2. The system of claim 1 , wherein the fixed autoregressive language model answers the new question in a form specified in the demonstrations.
3. The system of claim 2 , wherein the demonstrations are in the form of triplets comprising:
an audio utterance;
a text prompt; and
a text answer.
4. The system of claim 3 , wherein the audio utterance comprises speech.
5. The system of claim 3 , wherein the audio utterance comprises non-speech.
6. The system of claim 3 , wherein the new question comprises:
a new audio utterance; and
a new text prompt, and wherein the new question is missing a new text answer.
7. The system of claim 6 , wherein the fixed text embedder converts the text prompt and the text answer into text embeddings of the demonstrations, and the new text prompt into a text embedding of the new question which are provided to the fixed autoregressive language model, and wherein the pretrained audio encoder converts the audio utterance into audio embeddings of the demonstrations, and the new audio utterance into an audio embedding of the new question which are provided to the fixed autoregressive language model.

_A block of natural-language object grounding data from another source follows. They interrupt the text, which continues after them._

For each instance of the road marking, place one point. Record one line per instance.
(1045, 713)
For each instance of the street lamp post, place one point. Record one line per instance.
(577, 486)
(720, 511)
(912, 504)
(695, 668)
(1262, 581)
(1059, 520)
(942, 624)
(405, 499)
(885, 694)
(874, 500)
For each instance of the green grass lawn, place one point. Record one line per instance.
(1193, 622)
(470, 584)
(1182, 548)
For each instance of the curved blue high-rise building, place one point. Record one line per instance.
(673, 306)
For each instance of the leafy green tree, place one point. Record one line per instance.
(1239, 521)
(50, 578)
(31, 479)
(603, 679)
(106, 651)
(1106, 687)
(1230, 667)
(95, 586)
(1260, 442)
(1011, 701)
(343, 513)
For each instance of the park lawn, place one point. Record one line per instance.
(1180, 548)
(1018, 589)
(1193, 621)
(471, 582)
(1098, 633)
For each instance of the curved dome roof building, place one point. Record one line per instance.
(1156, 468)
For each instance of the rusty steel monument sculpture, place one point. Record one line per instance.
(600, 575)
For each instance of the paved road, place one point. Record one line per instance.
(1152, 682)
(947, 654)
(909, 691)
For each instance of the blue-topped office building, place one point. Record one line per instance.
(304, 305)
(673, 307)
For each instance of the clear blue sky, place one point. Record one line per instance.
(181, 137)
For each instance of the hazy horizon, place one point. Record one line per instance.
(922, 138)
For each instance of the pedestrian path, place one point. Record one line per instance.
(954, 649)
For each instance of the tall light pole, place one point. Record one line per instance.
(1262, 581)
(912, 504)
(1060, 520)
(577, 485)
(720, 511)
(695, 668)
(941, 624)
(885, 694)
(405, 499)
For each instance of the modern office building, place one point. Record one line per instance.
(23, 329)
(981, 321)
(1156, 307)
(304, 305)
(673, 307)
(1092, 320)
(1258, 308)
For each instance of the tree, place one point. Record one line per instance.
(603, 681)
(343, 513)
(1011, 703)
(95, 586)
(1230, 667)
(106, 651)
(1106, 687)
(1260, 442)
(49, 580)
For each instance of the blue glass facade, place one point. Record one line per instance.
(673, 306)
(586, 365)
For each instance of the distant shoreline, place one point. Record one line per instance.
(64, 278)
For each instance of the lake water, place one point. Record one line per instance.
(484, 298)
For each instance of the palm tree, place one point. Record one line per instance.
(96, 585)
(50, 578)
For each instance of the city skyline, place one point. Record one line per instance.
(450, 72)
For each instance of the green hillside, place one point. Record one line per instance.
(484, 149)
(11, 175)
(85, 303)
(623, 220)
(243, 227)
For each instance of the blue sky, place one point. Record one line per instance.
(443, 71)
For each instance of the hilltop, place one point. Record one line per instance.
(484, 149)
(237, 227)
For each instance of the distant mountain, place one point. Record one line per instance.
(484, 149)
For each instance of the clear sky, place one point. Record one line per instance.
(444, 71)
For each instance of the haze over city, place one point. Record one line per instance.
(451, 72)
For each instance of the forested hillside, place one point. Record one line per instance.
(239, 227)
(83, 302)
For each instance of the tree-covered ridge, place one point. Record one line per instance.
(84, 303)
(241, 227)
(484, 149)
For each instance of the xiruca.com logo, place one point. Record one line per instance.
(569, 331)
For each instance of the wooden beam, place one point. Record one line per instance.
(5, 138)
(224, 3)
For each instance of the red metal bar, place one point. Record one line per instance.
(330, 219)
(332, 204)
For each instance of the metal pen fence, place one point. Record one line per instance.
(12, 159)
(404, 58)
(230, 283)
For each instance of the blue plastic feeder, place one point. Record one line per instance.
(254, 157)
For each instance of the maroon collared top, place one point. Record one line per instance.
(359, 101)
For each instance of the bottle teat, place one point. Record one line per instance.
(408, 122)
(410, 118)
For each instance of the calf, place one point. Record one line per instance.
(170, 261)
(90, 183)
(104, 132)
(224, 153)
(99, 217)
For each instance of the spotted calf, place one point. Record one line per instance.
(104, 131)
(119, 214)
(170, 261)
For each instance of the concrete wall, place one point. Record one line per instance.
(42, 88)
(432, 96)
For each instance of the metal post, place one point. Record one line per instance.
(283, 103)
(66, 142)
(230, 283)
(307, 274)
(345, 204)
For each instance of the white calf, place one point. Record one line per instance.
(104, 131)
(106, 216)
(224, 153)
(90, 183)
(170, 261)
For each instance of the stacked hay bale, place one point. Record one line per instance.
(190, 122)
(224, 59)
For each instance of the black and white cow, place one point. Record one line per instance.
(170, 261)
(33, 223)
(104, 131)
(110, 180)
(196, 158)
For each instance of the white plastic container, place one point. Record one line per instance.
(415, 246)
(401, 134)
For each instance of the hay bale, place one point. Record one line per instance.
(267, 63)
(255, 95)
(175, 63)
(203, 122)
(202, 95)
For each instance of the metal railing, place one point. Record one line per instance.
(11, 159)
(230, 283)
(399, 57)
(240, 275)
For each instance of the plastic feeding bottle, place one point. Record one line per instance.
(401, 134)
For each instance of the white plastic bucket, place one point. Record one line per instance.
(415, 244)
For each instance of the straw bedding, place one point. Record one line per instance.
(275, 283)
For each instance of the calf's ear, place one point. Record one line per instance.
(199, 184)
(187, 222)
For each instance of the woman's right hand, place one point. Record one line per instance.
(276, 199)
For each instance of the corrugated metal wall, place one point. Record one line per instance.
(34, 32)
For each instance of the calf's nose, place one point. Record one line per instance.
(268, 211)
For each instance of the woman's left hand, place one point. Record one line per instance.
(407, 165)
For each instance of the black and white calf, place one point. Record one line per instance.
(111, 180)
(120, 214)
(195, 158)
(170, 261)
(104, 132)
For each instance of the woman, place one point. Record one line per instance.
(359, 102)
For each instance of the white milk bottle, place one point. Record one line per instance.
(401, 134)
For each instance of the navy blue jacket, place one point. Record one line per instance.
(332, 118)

8. The system of claim 7 , wherein the fixed autoregressive language model fills in a gap at an end of a sentence based on a content of the new audio utterance.
9. The system of claim 1 , wherein the prompt sequence comprises 10 or less of the demonstrations.
10. The system of claim 1 , wherein the prompt sequence comprises from 0 to 10 of the demonstrations.
11. A method for performing audio understanding tasks, the method comprising:
pretraining an audio encoder using a fixed autoregressive language model and a fixed text embedder;
receiving a prompt sequence comprising demonstrations of an audio understanding task followed by a new question;
converting the prompt sequence into embeddings using the audio encoder and the fixed text embedder; and
answering the new question using the embeddings by the fixed autoregressive language model.
12. The method of claim 11 , further comprising:
keeping weights of the fixed autoregressive language model, the fixed text embedder, and the audio encoder constant following the pretraining.
13. The method of claim 11 , wherein the new question is answered using a form specified in the demonstrations, and wherein the demonstrations are in the form of triplets comprising:
an audio utterance;
a text prompt; and
a text answer.
14. The method of claim 13 , wherein the audio utterance comprises speech.
15. The method of claim 13 , wherein the audio utterance comprises non-speech.
16. The method of claim 13 , wherein the new question comprises:
a new audio utterance; and
a new text prompt, and wherein the new question is missing a new text answer.
17. The method of claim 16 , further comprising:
converting the text prompt and the text answer into text embeddings of the demonstrations, and the new text prompt into a text embedding of the new question; and
converting the audio utterance into audio embeddings of the demonstrations, and the new audio utterance into an audio embedding of the new question;
providing the text embeddings of the demonstrations, the text embedding of the new question, the audio embeddings of the demonstrations, and the audio embedding of the new question to the fixed autoregressive language model.
18. The method of claim 11 , wherein the prompt sequence comprises from 0 to 10 of the demonstrations.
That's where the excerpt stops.